As part of an investigation by the Australian Securities and Investments Commission (ASIC), the Queensland-based liquidator was sentenced on Friday after it was found he had redirected nearly $1,000,000 worth of funds from an external administration bank account into his own bank account.
Those funds were then used by the liquidator for his own personal use.
The company under administration at the time was property development company Neolido, which wound up in 2005, and had the liquidator appointed in 2010. The liquidator’s registration was suspended in 2018 pending the ASIC investigation into the missing $800,000.
Earlier this year, the liquidator’s registration was cancelled, and a disciplinary committee also ruled all other registered liquidators must not allow the committed liquidator to carry out any liquidation duties on their behalf for the next eight years. The charged liquidator pleaded guilty to all three counts of fraud.
“Liquidators must act honestly in the protection and administration of other people’s money.

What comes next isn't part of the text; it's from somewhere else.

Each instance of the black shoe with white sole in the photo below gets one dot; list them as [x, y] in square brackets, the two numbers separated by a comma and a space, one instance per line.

ASIC will continue to act against dishonest conduct and hold offenders to account,” ASIC Commissioner John Price said in a statement.

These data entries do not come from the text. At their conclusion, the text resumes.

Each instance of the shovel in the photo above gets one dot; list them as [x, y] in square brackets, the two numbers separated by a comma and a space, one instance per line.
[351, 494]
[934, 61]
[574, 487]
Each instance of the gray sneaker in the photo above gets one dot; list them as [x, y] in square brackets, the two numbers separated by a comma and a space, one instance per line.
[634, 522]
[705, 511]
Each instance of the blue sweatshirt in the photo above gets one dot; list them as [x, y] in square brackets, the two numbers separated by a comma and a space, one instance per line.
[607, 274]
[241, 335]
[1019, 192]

Upon sentencing the liquidator, Brisbane District Court Judge Farr said he had “committed a significant breach of trust as a court-appointed liquidator”, and, when referring to the liquidator’s own financial position, was “uniquely positioned to know what legitimate avenues were available in [his] circumstances but chose not to choose those options”.
ASIC takes action against dodgy liquidators regularly for flouting the rules, including a case in 2013 where a liquidator had his registration cancelled after he was sentenced to two year’s jail for lying to authorities about traffic offences. At the time, Price said honesty was an “essential trait for liquidators as gatekeepers in the financial services industry”.